I’m a Capricorn, which, after doing a little research, I really couldn’t be anything but a Capricorn. Capricorns are characterized as hard working, ambitious, responsible and fair, all good qualities right? Well…they’re also characterized as stubborn, introverted, lonely at heart and conceited. Eek…does laying on my bedroom floor listening to sad Taylor Swift songs on repeat while copying my favorite lyrics in a notebook as if they were scripture make me introverted or simply crazy?! As a teenager I absolutely hated being a Capricorn, let’s be honest, the Capricorn horoscopes at the end of Cosmo are THE WORST. While all of my Libra and Aquarius friends were guranteed to find love, romance and cute new shoes in their future, I was promised that my hard work would pay off slowly but surely. Shockingly, I thought it was the most boring sign under the sun (are the zodiac under the sun…I don’t really know) and I longed for a less uptight and more bubbly sign like Leo. In Legally Blonde (what else?!) Elle Woods was surely a Leo, Vivian Kensington seemed like a frigid stuck up Capricorn. Imagine the HORROR of classifying yourself with that prude b-word. The mere fact that I ever even allowed my zodiac sign to give me anxiety further proves my innate Capricorn qualities.
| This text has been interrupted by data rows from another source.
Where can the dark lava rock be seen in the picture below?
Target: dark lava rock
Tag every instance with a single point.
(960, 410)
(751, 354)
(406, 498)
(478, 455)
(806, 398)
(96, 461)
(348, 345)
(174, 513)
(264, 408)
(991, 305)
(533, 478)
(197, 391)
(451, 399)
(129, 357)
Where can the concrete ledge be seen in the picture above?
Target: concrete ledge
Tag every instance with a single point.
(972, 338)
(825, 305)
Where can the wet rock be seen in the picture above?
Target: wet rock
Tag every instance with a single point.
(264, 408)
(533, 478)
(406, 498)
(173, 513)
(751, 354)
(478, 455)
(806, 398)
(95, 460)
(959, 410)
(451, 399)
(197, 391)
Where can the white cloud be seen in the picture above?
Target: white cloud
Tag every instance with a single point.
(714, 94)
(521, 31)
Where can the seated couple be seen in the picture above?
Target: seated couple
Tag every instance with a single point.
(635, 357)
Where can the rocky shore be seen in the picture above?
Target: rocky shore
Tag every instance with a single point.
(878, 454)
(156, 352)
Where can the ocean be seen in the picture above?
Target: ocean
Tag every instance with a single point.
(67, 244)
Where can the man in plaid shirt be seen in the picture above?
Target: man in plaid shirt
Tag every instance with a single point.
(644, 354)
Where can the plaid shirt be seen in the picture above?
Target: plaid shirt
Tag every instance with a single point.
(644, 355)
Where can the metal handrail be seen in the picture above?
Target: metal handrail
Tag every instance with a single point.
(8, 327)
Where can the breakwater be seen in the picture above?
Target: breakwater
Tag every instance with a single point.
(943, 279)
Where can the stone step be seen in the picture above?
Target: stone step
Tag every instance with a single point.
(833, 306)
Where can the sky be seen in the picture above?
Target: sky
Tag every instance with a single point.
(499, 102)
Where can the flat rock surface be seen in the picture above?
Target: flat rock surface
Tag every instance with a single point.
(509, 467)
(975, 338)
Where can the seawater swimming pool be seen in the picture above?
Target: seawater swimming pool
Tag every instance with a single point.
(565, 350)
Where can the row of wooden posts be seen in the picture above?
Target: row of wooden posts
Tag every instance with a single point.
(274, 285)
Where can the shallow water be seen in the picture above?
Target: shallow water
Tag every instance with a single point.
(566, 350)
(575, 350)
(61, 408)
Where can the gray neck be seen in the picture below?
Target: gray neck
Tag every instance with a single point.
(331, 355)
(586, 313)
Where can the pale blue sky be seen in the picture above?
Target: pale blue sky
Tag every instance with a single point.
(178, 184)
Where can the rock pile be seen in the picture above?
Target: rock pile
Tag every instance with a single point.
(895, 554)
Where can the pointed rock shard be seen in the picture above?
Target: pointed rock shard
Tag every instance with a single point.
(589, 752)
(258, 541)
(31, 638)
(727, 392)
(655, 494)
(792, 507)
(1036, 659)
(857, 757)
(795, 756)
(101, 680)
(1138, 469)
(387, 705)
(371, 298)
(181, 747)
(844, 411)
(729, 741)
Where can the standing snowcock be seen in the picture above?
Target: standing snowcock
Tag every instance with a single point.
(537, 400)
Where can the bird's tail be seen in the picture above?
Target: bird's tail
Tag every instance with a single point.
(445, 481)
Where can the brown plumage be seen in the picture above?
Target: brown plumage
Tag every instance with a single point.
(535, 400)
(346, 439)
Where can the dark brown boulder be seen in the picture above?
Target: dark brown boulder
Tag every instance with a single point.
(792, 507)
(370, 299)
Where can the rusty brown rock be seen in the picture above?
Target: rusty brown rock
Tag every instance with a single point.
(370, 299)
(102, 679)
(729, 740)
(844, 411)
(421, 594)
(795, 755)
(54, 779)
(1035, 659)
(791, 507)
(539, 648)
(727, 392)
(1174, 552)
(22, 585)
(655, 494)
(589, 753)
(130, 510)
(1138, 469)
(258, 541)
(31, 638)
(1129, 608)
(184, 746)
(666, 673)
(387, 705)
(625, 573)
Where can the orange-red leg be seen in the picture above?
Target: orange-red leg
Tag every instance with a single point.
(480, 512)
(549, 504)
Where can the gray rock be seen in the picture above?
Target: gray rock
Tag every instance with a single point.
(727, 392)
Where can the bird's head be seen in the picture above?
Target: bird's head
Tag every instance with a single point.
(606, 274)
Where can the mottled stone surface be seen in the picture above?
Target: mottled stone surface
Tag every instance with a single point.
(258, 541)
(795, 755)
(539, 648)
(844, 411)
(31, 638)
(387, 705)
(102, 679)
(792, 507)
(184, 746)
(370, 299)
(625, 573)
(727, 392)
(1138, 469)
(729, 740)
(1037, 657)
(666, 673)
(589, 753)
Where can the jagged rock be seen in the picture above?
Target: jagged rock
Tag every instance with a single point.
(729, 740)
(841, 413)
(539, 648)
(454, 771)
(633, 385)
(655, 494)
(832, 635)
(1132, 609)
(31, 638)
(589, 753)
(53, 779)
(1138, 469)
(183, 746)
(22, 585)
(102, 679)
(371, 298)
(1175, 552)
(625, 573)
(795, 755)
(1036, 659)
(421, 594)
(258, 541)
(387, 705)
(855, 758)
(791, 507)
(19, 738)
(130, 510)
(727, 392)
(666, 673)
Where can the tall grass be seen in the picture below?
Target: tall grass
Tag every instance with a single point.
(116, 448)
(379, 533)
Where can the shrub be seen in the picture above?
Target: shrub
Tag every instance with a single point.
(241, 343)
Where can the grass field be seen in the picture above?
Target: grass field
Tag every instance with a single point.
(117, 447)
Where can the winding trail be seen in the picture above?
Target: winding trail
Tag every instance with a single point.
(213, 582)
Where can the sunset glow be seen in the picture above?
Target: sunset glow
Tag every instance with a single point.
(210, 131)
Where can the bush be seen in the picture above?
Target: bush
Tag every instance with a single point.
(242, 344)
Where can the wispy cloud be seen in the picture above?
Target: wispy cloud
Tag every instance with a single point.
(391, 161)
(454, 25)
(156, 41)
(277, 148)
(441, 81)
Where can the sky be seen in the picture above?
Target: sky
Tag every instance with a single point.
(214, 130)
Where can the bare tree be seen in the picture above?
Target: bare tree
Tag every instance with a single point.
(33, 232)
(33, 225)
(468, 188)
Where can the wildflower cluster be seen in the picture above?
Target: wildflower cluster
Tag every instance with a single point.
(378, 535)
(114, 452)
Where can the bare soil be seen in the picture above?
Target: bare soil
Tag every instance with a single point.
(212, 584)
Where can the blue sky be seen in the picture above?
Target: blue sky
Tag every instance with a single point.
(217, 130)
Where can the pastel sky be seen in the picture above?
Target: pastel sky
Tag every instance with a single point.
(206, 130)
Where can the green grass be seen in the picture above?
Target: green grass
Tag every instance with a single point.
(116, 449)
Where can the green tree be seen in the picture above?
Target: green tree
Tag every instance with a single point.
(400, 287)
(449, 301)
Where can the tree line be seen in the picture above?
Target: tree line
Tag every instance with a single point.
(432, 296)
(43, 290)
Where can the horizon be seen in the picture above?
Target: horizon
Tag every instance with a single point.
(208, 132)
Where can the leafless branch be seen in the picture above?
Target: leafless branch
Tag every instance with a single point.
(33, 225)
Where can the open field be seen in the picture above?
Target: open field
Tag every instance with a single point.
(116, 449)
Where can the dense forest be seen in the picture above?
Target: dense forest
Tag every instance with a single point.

As I’ve come to accept (and balance!) who I innately am with becoming the person I want to be (it really is a balance between accepting who you truly are BUT constantly pushing yourself to become even better), I’ve realized a lot of my characteristics are pretty seagoat like (and hey, a seagoat is pretty darn close to a mermaid). I AM ambitious. I go stir crazy without a checklist, and I need to feel productive to feel fulfilled. I am primarily introverted despite my desire for strong friendships and relationships. I would much rather spend the evening with one or two friends than in a huge group, in fact, large groups give me major anxiety. It is difficult for me to become close to people, I put up walls and push people away. However, once I am close to someone I basically refuse to let them go, I thrive off of the “vulnerability high” that comes from deeply emotional relationships (and yes, I made up the term “vulnerability high”).
There’s no denying it, whether I believe in the zodiac nonsense or not, I fit the description.
While researching Capricorn qualities (via the most valuable research tool…google, duh), I found a website describing “What it’s like to date a Capricorn woman”. The short answer “The Capricorn woman is perfect for a man who likes a challenge”. The universe got that one right! Apparently I’m dominating and controlling in a relationship (I’m not though Jeff, right?! RIGHT?!) but I mean, in a positive way of course. The article also suggested my “lover” (Oh God, I seriously hate that word) shower me with gifts to show me affection. I guess I’ll take “controlling” and “challenging” if I’m showered with gifts in return…fair enough!
I’ve learned to love being a “Capricorn”. You still won’t find me checking my horoscope each morning, but I’ve started to recognize the sign as a symbol for some of the qualities I pride myself on, whether they were written in the stars, my genes, or as a result of my values&choices. What’s your zodiac sign? Do you feel that it depicts you accurately?